DUBAI, Feb 8 (Reuters) - Gulf institutional investors are putting their money into Asian equities, in particular Japanese stocks, but are shunning European shares after years of underperformance, the Middle East head of Pictet Asset Management said on Sunday.
Many of these Middle Eastern entities, including some of the world’s largest sovereign wealth funds, have traditionally been regarded as significant investors into European developed markets.
Qatar for example, through Qatar Investment Authority and its subsidiaries, has in recent years embarked on an aggressive expansion spree which has seen it buy up stakes in major companies such as Volkswagen and Siemens, as well as real estate and infrastructure on the continent.

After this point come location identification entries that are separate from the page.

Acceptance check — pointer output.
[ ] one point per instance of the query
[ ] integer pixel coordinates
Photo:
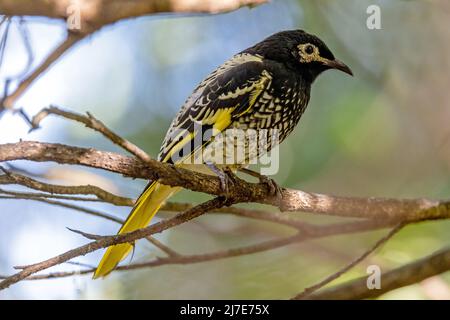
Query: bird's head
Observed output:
(301, 51)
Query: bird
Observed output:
(264, 87)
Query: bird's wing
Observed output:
(228, 93)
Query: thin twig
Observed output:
(71, 39)
(112, 240)
(91, 122)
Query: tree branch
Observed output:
(292, 200)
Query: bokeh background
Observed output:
(384, 132)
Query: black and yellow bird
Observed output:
(266, 86)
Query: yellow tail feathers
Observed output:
(145, 208)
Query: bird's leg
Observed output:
(226, 177)
(274, 188)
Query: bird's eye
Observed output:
(309, 49)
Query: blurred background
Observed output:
(384, 132)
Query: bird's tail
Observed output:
(145, 208)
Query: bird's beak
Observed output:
(339, 65)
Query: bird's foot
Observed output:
(274, 188)
(226, 176)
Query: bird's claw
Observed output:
(226, 177)
(274, 188)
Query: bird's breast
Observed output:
(279, 108)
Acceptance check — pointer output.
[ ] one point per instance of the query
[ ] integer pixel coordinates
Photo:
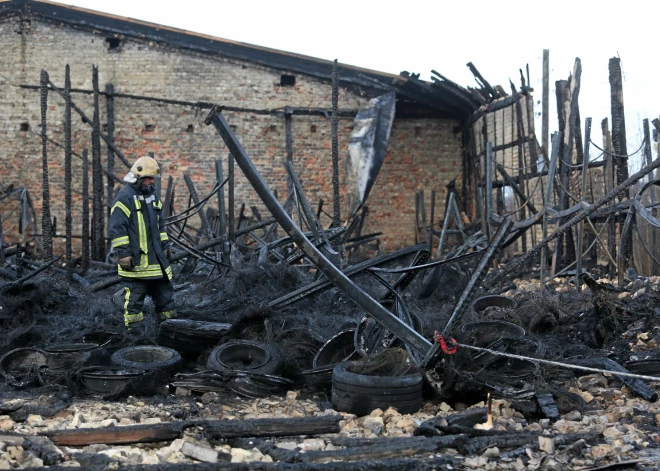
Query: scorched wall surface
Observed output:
(422, 154)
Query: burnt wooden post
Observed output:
(221, 201)
(571, 123)
(489, 186)
(157, 181)
(98, 234)
(545, 118)
(562, 88)
(336, 212)
(649, 160)
(110, 164)
(583, 191)
(619, 140)
(610, 165)
(521, 170)
(422, 211)
(169, 191)
(432, 217)
(230, 196)
(46, 221)
(289, 143)
(206, 225)
(85, 213)
(556, 139)
(68, 220)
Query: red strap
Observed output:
(443, 344)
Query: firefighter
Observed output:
(138, 236)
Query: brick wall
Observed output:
(423, 153)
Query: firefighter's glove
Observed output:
(126, 263)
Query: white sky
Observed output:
(498, 37)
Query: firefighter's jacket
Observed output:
(137, 229)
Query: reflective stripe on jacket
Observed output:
(137, 230)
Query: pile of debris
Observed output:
(357, 355)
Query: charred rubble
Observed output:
(487, 344)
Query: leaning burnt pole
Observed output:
(98, 239)
(67, 165)
(46, 222)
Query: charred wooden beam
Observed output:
(648, 159)
(369, 304)
(46, 221)
(68, 220)
(272, 427)
(88, 121)
(619, 140)
(85, 212)
(231, 222)
(98, 213)
(289, 143)
(206, 225)
(336, 212)
(610, 169)
(221, 200)
(482, 81)
(518, 262)
(110, 163)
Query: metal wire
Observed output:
(617, 155)
(197, 207)
(555, 363)
(580, 165)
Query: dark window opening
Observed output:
(113, 43)
(287, 80)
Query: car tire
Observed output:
(245, 356)
(162, 360)
(360, 394)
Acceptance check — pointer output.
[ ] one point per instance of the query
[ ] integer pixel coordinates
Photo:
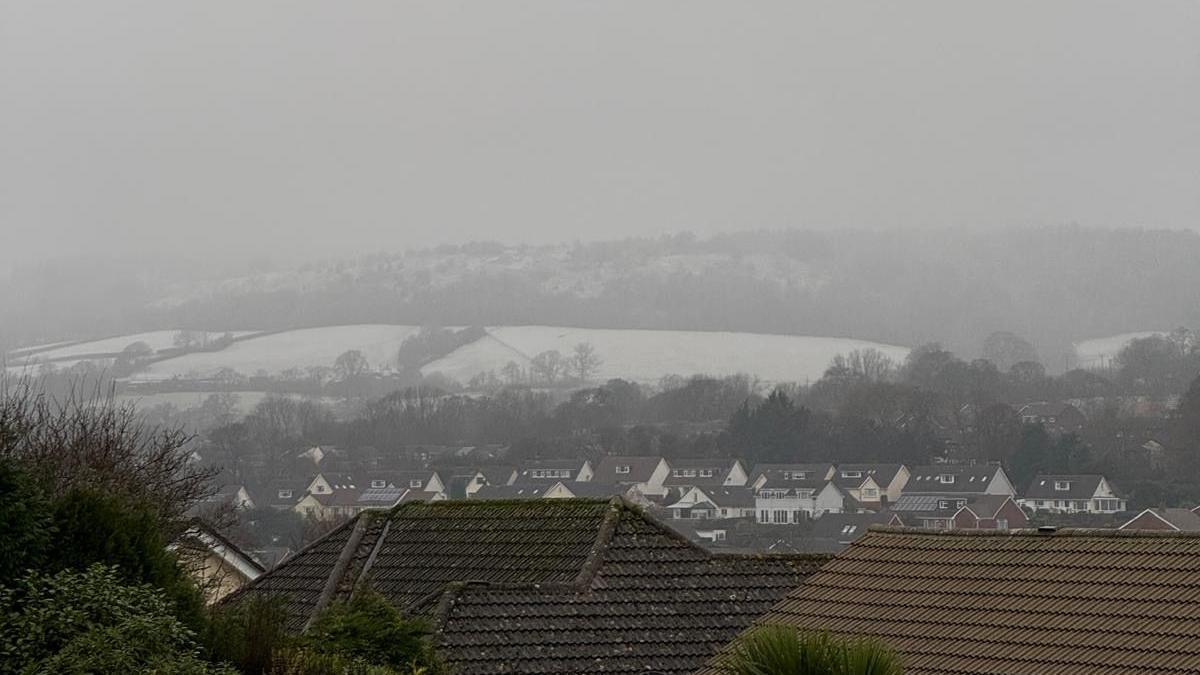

The eyes of many institutional funds are now turning east, according to Francesco Genovese, regional head of Middle East, Africa and Central Asia at Pictet Asset Management.
“There’s lots of traction for Japanese equities, Asian equities and global emerging markets (equities), as well as emerging (market) debt in local currencies,” he told reporters at a media event.
“They were really keen to invest in European equities four or five years ago, but they have been so disappointing (for returns) that, now, they look at other investments.”
Europe’s economy, especially in the euro zone, has struggled in recent years due to repeated fears over sovereign debt levels and weak growth indicators.
The euro traded at its lowest level against the dollar in 11 years on Jan. 26, and a poll conducted by Reuters last month forecast a median average GDP growth rate for the euro zone of 1.1 percent this year and 1.5 percent in 2016.
Japan’s Nikkei 225 Index has gained around 54 percent in the last two years, aided by government stimulus measures.